A load test is provided in order to run end-to-end tests on Cliquet through a sample application, or prevent regressions in terms of performance.

The following make command will check briefly the overall sanity of the API, by running a server and running a very few random HTTP requests on it.

make loadtest-check-simulation

It is possible to customise this load test, by focusing on a single action, or customise the number of users and hits.

First, run the test application manually in a terminal:

cd loadtests/
pserve loadtests/testapp.ini

And then, run the test suite against it:

SERVER_URL=http://localhost:8888 make test -e

To run a specific action, specify it with:

LOAD_ACTION=batch_create SERVER_URL=http://localhost:8888 make test -e

Or a specific configuration:

cp test.ini custom.ini
CONFIG=custom.ini SERVER_URL=http://localhost:8888 make test -e

Definition of done

In order to have your changes incorporated, you need to respect these rules:

  • Tests pass; Travis-CI will build the tests for you on the branch when you push it.
  • Code added comes with tests; We try to have a 100% coverage on the codebase to avoid surprises. No code should be untested :) If you fail to see how to test your changes, feel welcome to say so in the pull request, we’ll gladly help you to find out.
  • Documentation is up to date;

IRC channel

If you want to discuss with the team behind Cliquet, please come and join us on #storage on irc.mozilla.org.

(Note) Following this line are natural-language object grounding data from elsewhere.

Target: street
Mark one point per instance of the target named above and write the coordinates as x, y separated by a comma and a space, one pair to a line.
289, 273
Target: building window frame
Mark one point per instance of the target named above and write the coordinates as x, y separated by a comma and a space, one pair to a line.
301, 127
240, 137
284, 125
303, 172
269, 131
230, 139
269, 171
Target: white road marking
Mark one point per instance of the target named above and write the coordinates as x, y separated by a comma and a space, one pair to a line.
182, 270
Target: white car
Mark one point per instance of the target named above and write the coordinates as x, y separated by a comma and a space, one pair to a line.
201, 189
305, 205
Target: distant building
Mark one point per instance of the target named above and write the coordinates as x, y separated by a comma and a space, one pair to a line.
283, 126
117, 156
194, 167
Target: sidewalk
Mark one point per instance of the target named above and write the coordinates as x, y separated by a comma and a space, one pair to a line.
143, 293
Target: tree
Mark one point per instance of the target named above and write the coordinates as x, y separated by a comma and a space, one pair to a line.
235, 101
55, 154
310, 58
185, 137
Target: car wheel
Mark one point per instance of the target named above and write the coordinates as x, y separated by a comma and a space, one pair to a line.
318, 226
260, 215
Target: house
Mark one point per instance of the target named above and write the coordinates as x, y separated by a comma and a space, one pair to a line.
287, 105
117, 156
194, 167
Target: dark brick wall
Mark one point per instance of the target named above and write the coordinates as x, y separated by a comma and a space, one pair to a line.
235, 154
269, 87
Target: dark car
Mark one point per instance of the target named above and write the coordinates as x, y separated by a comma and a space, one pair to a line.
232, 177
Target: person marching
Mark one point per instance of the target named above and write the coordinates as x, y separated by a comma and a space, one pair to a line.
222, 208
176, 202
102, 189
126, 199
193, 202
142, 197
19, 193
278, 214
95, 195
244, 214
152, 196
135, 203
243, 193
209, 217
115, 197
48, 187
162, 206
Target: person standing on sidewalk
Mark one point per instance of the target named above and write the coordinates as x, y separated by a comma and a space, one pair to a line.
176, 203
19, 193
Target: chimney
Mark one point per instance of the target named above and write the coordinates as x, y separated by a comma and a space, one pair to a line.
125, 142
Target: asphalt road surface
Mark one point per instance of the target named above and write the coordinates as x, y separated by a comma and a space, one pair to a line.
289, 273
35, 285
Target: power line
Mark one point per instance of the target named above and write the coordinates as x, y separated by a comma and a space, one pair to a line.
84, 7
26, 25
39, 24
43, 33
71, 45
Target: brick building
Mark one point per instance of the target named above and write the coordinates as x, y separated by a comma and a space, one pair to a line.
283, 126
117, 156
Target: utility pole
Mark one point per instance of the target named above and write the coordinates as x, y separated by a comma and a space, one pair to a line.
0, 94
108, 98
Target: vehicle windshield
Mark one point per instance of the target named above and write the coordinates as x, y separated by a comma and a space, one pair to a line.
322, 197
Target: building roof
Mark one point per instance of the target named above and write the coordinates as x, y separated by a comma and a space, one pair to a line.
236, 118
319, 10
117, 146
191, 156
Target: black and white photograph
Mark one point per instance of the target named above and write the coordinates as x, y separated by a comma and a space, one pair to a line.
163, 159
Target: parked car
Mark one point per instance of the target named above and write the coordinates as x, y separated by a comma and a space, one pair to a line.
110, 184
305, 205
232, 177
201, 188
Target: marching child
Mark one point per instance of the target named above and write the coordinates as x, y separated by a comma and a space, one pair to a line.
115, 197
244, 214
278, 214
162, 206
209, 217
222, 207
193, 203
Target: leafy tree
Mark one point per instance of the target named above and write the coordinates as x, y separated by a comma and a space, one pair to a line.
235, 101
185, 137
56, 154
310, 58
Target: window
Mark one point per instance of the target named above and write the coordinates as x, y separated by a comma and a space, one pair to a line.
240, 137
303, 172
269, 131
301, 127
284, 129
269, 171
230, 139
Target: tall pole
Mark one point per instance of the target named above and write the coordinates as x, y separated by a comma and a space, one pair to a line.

  • Because of differing time zones, you may not get an immediate response to your question, but please be patient and stay logged into IRC — someone will almost always respond if you wait long enough (it may take a few hours).
  • If you don’t have an IRC client handy, use the webchat for quick feedback.
  • You can direct your IRC client to the channel using this IRC link or you can manually join the #storage IRC channel on the mozilla IRC network.

How to release

In order to prepare a new release, we are following the following steps.

The prerelease and postrelease commands are coming from zest.releaser.

Install zest.releaser with the recommended dependencies. They contain wheel and twine, which are required to release a new version.

$ pip install "zest.releaser[recommended]"

Step 1

  • Merge remaining pull requests
  • Update CHANGELOG.rst
  • Update version in cliquet_docs/conf.py
  • Known good versions of dependencies in requirements.txt
  • Update CONTRIBUTORS.rst using: git shortlog -sne | awk '{$1=""; sub(" ", ""); print}' | awk -F'<' '!x[$1]++' | awk -F'<' '!x[$2]++' | sort
$ git checkout -b prepare-X.Y.Z
$ prerelease
$ vim cliquet_docs/conf.py
$ make build-requirements
$ git commit -a --amend
$ git push origin prepare-X.Y.Z
  • Open a pull-request with to release the version.

Step 2

Once the pull-request is validated, merge it and do a release. Use the release command to invoke the setup.py, which builds and uploads to PyPI

$ git checkout master
$ git merge --no-ff prepare-X.Y.Z
$ release
$ postrelease

Step 3

As a final step:

  • Close the milestone in Github
  • Add entry in Github release page
  • Create next milestone in Github in the case of a major release
  • Configure the version in ReadTheDocs
  • Send mail to ML (If major release)

That’s all folks!

Cleaning your environment

There are three levels of cleaning your environment:

  • make clean will remove *.pyc files and __pycache__ directory.
  • make distclean will also remove *.egg-info files and *.egg, build and dist directories.
  • make maintainer-clean will also remove the .tox and the .venv directories.